杨远帆的表情先是喜悦,然后又渐渐沉重,他沉声道:“在程家,我外婆有先天性心脏病,我妈和我小姨生下来时也带着这病。到了我这里,我遗传了我妈,但我的病比较轻,平日生活基本没什么障碍,只是不能去部队那种体能训练量大的地方工作。其实在程家,病得最严重的是我小姨,她之所以去的早,除了将你丢了对她打击太重,心脏病也是一个重要诱因,现在看来,你也遗传了这心脏病。”
杨远帆话里话外,俨然已经认定乔满满就是如假包换的程家人。
“歇够了吧,到底还走不走啊!”乔满福不耐烦地又催促上。
杨远帆看向乔满满,用眼神询问。
通过杨远帆刚才的一番话,乔满满觉得自己是程家人的可能大约是八九不离十了。但她对认不认亲这件事并没有那么执着,她原本便不属于这里,所以对所谓家人的归属感也并不强烈。再说认了亲又能怎样,无非是将她接走,再给她比现在好的生活,可是靠谁生活就要听谁的话,那样她就会被束缚在那个家中,做不了自己想做的事。况且,高考马上就要恢复,她想要好的生活,完全可以靠自己的努力,不用别人的给予。

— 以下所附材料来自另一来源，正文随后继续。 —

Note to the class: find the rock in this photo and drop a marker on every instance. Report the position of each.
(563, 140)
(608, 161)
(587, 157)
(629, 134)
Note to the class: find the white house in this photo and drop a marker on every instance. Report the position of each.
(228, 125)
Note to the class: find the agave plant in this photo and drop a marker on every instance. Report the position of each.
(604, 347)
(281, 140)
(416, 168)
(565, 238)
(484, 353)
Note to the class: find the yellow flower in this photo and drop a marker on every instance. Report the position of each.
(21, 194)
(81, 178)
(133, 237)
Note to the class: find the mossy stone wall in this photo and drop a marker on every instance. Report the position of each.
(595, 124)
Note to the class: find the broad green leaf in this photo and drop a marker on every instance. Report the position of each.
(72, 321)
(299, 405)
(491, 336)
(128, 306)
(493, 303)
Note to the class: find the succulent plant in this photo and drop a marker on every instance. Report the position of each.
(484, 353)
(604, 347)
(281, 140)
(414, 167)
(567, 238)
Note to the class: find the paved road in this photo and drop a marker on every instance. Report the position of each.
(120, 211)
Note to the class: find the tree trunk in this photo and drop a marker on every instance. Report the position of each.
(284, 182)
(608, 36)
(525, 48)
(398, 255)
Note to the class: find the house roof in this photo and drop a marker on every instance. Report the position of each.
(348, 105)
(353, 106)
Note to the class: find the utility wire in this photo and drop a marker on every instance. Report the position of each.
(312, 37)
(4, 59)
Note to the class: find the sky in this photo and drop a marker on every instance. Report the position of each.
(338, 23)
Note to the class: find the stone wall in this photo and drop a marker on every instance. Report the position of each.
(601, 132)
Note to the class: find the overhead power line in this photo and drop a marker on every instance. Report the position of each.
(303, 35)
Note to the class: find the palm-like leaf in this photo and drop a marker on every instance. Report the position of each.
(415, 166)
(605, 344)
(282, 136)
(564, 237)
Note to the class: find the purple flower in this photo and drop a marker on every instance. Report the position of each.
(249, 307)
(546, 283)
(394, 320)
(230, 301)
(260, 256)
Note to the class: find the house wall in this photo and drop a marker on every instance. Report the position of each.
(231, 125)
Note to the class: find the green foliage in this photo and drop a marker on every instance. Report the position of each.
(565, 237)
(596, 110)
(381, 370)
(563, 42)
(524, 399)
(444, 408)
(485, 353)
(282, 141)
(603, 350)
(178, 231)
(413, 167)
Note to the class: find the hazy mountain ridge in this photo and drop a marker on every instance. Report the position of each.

再退一步说,就算去认亲,也不能这么冒冒失失地去,拿不出有力的证据,如何当着大庭广众的面去跟梅雨对峙,最后白白让人看了笑话。可是这件事也不能就这么白白便宜梅雨。
乔满满整理好思路,对杨远帆道:“要去,也不能这么当面锣对面鼓,我虽也觉得自己很可能就是程家要找的人,但到底没有比那枚印章更具说服力的证明,不然你先将这件事悄悄透露给两位程教授,看他们怎们说。我和我哥则回清塘村找找还有什么别的证据。”